Insights spoke to Pearce for her advice on managing common ethical issues faced by lawyers, what she saw as emerging ethical issues, and how to ‘switch off’ in an age of constant connectivity, enabled by technology and exacerbated by competition and client demands. 

“A major objective is ensuring that lawyers (especially early career practitioners) at incorporated legal practices (ILPs) are not subject to shareholder-driven performance pressures which conflict with their duties to the Court and to the client,” said Pearce. To address this issue, Pearce urged firms to be supportive of practitioners’ duties, which must transcend the bare interests of shareholders. “This requires more than just lip service,” said Pearce, “and could include ethical boards or gatekeepers within the practice structure to independently review decisions or investigate lawyers’ concerns.”  

In-house lawyers often perceive conflicts between their duties to Court and client and can feel that the greater proximity of the client suggests priority over a Court they rarely see. Pearce also notes this misunderstanding of the primary duty, which extends beyond the physical Court to the administration of justice, can be an issue for purely transactional employers.  

“In-house lawyers may consider negotiating a paramountcy clause into their employment contracts which expressly recognises their first duty to the Court,” said Pearce. 

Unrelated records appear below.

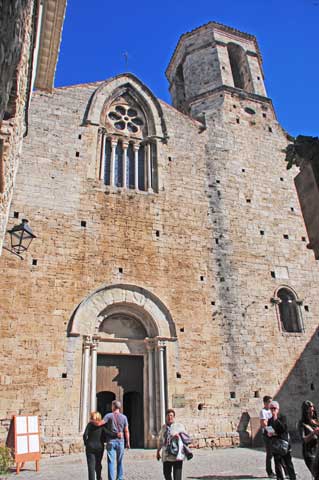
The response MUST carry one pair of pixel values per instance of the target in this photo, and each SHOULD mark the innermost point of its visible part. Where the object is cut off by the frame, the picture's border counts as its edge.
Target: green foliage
(5, 459)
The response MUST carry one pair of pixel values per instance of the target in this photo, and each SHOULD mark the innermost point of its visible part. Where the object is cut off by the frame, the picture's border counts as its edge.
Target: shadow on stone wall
(301, 383)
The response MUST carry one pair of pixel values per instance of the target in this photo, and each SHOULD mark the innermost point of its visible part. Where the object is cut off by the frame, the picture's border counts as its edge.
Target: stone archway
(119, 323)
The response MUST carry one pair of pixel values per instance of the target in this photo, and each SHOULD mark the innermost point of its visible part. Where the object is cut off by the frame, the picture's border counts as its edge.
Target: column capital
(87, 341)
(150, 344)
(160, 344)
(95, 343)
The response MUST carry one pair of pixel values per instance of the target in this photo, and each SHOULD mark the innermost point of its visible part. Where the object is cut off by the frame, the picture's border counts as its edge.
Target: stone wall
(216, 242)
(16, 39)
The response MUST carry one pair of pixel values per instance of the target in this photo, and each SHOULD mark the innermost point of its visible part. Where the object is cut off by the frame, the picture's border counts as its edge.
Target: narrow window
(130, 167)
(240, 67)
(141, 168)
(118, 167)
(107, 165)
(289, 311)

Regulatory and commercial pressures could stifle the learning and growth of lawyers – learning from mistakes is essential in any pursuit but carries particularly onerous penalties as a lawyer.  “Firms must find ways to nurture the spirit of their lawyers,” said Pearce, “to allow them to safely grow and in order to foster a true love of the profession.” 

As for a major ethical issue likely to emerge in the next decade, Pearce predicts cloud computing/data storage and the offshoring of service delivery may create new risks for client confidentiality.  Cyber risks, such as hacking and data leaks, may pose similar issues. 

On a more personal front, the ever-present nature of emails, cloud-based communication and work mobile phones may have resulted in client work creeping into lawyers’ personal time. This presents its own set of ethical issues – lawyer burnout may lead to ethical oversights; debriefing is an approach recommended by the Law Institute of Victoria. Insights spoke to Pearce on the issue. 

“Each lawyer must take responsibility for managing their own work/life balance,” advised Pearce. “If a particular matter is unfolding in a different time zone, major communications may need to occur at night from home – but then another period of the day must be quarantined for switching off. Choose carefully the clients and matters where you provide your mobile number and an offer to “call any time” – usually, that’s unnecessary, and can leave you feeling as though you’re never off duty. Firms should also take some responsibility for encouraging lawyers to unplug – unfocused responses to after-hours client emails or even lawyer burnout aren’t good for the bottom line.”